Healthful Reasons for Avoiding a ‘Paleo’ Type Diet

The paleolithic era lasted more than two and a half million years. That’s a long time. But, no one knows exactly what the caveman ate before then and if our bodies have changed that much since then.

The question is, have our bodies adapted to modern foods? If you look at cancer, diabetes, cardiovascular disease rates and a host of other ailments, conditions and diseases, it appears we have serious medical and health problems in our society as a whole. There is a problem someone is either not addressing, ignoring, denying or simply doesn’t see.

Processed and refined food have not been in existence that long, at least compared to how long the paleolithic period lasted. People in all ages had to eat and likely ate what was available to them. We modern-day westerners eat the standard American diet full of animal protein, processed grain, fat, sugar and salt. The paleo diet was somewhat different from ours currently is…

‘The principal components of this diet are wild-animal source and uncultivated-plant source foods, such as lean meat, fish, vegetables, fruits, roots, eggs, and nuts. The diet excludes grains, legumes, dairy products, salt, refined sugar, and processed oils, all of which were unavailable before humans began cultivating plants and domesticating animals. Observational studies of modern-day Paleolithic types of populations support a conclusion that a Paleolithic diet prevents obesity and metabolic syndrome [1 ncbi.nlm.nih.gov/pmc/articles/PMC2787021/]’.

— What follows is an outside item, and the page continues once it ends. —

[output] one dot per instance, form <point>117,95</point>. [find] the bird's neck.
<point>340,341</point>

In paleo times, of course there weren’t preservatives or additives in food. Processed and refined food didn’t exist, neither did access to grain and dairy. Furthermore, there’s the ongoing debate as to what percentage of their daily calorie intake was from meat, fruits, vegetables, nuts and seeds, etc..  In other words, we don’t know how much animal products they ate compared to plant-based whole food.

We also don’t know if they were healthier than modern-day man. It’s my best guess they may have been healthier, depending upon if they ate enough foods providing enough calories and nutrients.

‘People who follow vegetarian diets can get all the nutrients they need. However, they must be careful to eat a wide variety of foods to meet their nutritional needs. Nutrients vegetarians may need to focus on include protein, iron, calcium, zinc and vitamin B12 [2 medlineplus.gov/vegetariandiet.html]’.

I have found there are substitutes for meat, eggs and dairy which are legumes like beans, seeds, nuts and soy products like tofu. But, I personally do limit nuts, seeds and soy because of the high fat content. And, I also limit beans because they are high in protein. Go and take a quick look at the  USDA My Plate Tips for Vegetarians

‘Vegetarian diets can meet all the recommendations for nutrients. The key is to consume a variety of foods and the right amount of foods to meet your calorie needs. Follow the food group recommendations for your age, sex, and activity level to get the right amount of food and the variety of foods needed for nutrient adequacy. Nutrients that vegetarians may need to focus on include protein, iron, calcium, zinc, and vitamin B12 [3 choosemyplate.gov/tips-vegetarians]’.

To conclude, from my point of view, since I eat mostly a vegetarian diet through the year except for holidays, birthdays and special events, I feel no need nor desire to eat any animal products whatsoever. The evidence is clear I’ve researched from reliable sources that we can thrive on a plant-based whole food diet.

‘Based on the current evidence, the optimal dietary pattern to reduce CVD is one that emphasizes whole grains, fruits and vegetables, legumes, nuts, fish, poultry, and moderate dairy and heart-healthy vegetable oil intake; this pattern will likely reduce the CVD risk by about a third. This healthy dietary pattern needs also to be low in refined grains, added sugars, trans-fats, SSBs, and red and processed meats. The traditional Mediterranean-type diet provides a well-tested prototype for this healthy dietary pattern [4 ncbi.nlm.nih.gov/pmc/articles/PMC4597475/]’.

Source- 1 URL ncbi.nlm.nih.gov/pmc/articles/PMC2787021/
Access Day 26
Access Month December
Access Year 2018
Article Title The Beneficial Effects of a … – PubMed Central (PMC)

2 URL medlineplus.gov/vegetariandiet.html
Website Title MedlinePlus
Article Title Vegetarian Diet
Date Published March 01, 2018
Date Accessed December 26, 2018

3  URL choosemyplate.gov/tips-vegetarians
Website Title Choose MyPlate
Article Title Tips for Vegetarians
Date Published March 07, 2018
Date Accessed December 26, 2018

4 URL ncbi.nlm.nih.gov/pmc/articles/PMC4597475/
Access Day 26
Access Month December
Access Year 2018
Article Title Food Consumption and its impact on … – PubMed Central (PMC)

Note- consult your doctor before you change your diet.